Explain OmniScript Naming Conventions

Overview

OmniScript naming conventions ensure consistency, readability, and maintainability for Salesforce Industries (Vlocity) OmniScripts. Well-defined names make it easier for teams to discover, reuse, and support OmniScripts, related elements (DataRaptors, Integration Procedures), and internal steps.

Core Principles

Use clear, descriptive, and consistent patterns. Keep names short but meaningful, use predictable prefixes, include module or domain context, and add version/environment markers when needed.

Recommended Naming Pattern

Common template (adjust to your org-standard):

{OrgPrefix}_{Project}_{Type}_{ModuleOrFeature}_{Description}_v{Major}.{Minor}

Example:

CS_ACQ_OS_LeadCapture_CreateLead_v1.0

Prefixes and Type Codes

Use short type codes so elements can be identified quickly:

  • OS — OmniScript (e.g., CS_SALES_OS_QuoteRequest_v2.0)
  • DR — DataRaptor (Extract/Transform/Load) (e.g., CS_SALES_DR_AccountFetch_v1.0)
  • IP — Integration Procedure (e.g., CS_SALES_IP_CRMSync_v1.2)
  • ES — Element Script / JS step (if used)
  • SR — Subroutine or Sub-OmniScript (for reusable fragments)

Module or Feature Segment

Include the functional area or product line (e.g., ACQ for acquisition, RET for retention, Billing). This helps locate relevant artifacts quickly.

Descriptions and Detail

Use short camel-case or underscore-delimited descriptions to explain purpose. Avoid overly generic words like “Helper” or “Test”. Prefer action-oriented descriptions:

  • CreateLead, UpdateBillingAddress, ValidateSSN

Versioning and Environment Suffixes

Include a version suffix to manage changes and deployments:

_v1.0, _v1.1. For temporary branches or environment-specific tweaks, use a short suffix (avoid embedding environment names permanently):

_temp or for branches _feat/discountFlow (but prefer to merge and finalize names before production).

Step & Element Naming inside OmniScripts

For steps and elements within an OmniScript, keep names descriptive and short. These are visible to admins and developers in the OmniStudio designer:

  • Step labels: Step_CustomerInfo, Step_Pricing
  • DataRaptor elements: DR_GetAccount, DR_SaveQuote
  • Integration actions: IP_VerifyIdentity
  • Action elements: Action_CreateCase, Action_SendEmail

Character Rules & Limitations

Follow these safe practices:

  • Use only letters, numbers, and underscores. Avoid spaces and special characters that may break APIs.
  • Keep names under platform limits (be mindful of field/API name length).
  • Prefer PascalCase or underscores for readability: CS_ACQ_OS_LeadCapture or CS_ACQ_OS_Lead_Capture.

Example Naming Conventions Table (Quick Reference)

(Shown here as examples)


CS_ACQ_OS_LeadCapture_CreateLead_v1.0
CS_ACQ_DR_AccountFetch_v1.0
CS_ACQ_IP_CRMSync_v1.2
CS_RET_OS_BillingUpdate_UpdatePaymentMethod_v1.0

Governance Checklist

Before naming/publishing OmniScripts, validate:

  • Does the name include OrgPrefix and Project/Module?
  • Is the type code present (OS, DR, IP)?
  • Is the description concise and meaningful?
  • Is versioning applied if this is a change or new release?
  • Does it avoid prohibited characters and follow length constraints?

Tips for Teams

1) Create a short naming standards document and incorporate it into your CI/CD or deployment checklist. 2) Use a shared prefix registry to avoid collisions. 3) Add descriptive comments in the OmniScript documentation and repository so reviewers can confirm names during code review.

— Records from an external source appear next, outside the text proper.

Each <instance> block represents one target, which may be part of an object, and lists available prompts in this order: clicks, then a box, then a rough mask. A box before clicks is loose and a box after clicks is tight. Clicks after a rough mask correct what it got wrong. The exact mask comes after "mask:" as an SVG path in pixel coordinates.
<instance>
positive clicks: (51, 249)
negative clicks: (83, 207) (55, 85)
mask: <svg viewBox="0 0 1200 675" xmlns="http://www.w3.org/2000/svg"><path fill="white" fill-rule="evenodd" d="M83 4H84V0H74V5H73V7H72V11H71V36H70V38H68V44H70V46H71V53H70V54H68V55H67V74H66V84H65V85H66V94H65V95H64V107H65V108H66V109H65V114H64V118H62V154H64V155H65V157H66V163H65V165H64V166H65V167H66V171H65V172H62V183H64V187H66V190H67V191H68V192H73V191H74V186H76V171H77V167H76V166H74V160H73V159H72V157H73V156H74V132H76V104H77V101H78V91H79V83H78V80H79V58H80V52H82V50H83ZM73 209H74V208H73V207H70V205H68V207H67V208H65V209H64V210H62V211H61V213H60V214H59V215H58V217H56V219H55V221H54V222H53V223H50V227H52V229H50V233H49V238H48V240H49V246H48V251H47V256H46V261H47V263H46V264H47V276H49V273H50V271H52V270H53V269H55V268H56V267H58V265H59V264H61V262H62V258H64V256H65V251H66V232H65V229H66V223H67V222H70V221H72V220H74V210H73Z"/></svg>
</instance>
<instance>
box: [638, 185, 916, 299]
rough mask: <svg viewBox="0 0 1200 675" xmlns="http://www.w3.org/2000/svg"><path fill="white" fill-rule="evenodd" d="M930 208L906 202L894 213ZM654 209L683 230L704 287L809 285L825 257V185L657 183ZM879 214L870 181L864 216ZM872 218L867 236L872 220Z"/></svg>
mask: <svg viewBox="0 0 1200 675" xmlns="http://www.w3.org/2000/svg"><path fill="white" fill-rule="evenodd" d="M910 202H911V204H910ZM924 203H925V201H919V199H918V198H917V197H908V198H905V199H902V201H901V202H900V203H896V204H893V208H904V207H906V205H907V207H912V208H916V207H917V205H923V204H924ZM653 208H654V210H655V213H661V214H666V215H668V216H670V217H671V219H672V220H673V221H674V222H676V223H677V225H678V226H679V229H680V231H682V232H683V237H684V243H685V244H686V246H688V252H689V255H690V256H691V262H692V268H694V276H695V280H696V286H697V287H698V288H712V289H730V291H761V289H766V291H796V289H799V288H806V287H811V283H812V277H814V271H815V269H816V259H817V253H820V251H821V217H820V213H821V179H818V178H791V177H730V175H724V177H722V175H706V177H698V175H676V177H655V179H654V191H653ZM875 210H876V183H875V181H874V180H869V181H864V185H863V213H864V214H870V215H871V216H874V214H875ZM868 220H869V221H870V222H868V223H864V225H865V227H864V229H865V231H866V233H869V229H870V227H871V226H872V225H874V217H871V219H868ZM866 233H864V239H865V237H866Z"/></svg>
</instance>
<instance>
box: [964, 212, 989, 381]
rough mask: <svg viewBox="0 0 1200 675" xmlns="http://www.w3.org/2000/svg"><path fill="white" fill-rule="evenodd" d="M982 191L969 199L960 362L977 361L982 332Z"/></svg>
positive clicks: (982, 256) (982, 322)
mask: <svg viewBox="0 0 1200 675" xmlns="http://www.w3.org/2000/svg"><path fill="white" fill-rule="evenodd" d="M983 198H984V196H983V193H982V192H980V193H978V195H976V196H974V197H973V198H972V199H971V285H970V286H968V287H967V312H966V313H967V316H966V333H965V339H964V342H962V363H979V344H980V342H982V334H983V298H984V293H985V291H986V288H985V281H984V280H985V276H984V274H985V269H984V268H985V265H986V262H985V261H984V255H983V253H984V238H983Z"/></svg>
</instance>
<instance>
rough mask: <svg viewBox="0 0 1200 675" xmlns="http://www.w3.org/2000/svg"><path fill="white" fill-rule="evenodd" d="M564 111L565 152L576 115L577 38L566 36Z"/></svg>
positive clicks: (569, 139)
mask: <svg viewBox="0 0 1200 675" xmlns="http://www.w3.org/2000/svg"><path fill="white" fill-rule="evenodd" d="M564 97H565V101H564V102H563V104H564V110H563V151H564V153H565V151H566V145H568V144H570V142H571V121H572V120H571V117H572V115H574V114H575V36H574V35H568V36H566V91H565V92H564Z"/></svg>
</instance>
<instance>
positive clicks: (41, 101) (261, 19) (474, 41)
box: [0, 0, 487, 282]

Sample Interview Answer (Concise)

Use clear, consistent names with a pattern like {Org}_{Project}_{Type}_{Module}_{Description}_v{X.Y}. Apply short type prefixes (OS, DR, IP), include module context, keep descriptions action-oriented, use versioning, and avoid special characters. This ensures maintainability and easier discovery across teams.

Conclusion

Consistent OmniScript naming reduces confusion and speeds development. Agreeing on and enforcing a simple convention (and documenting it) is the highest-impact best practice for any Salesforce Industries implementation.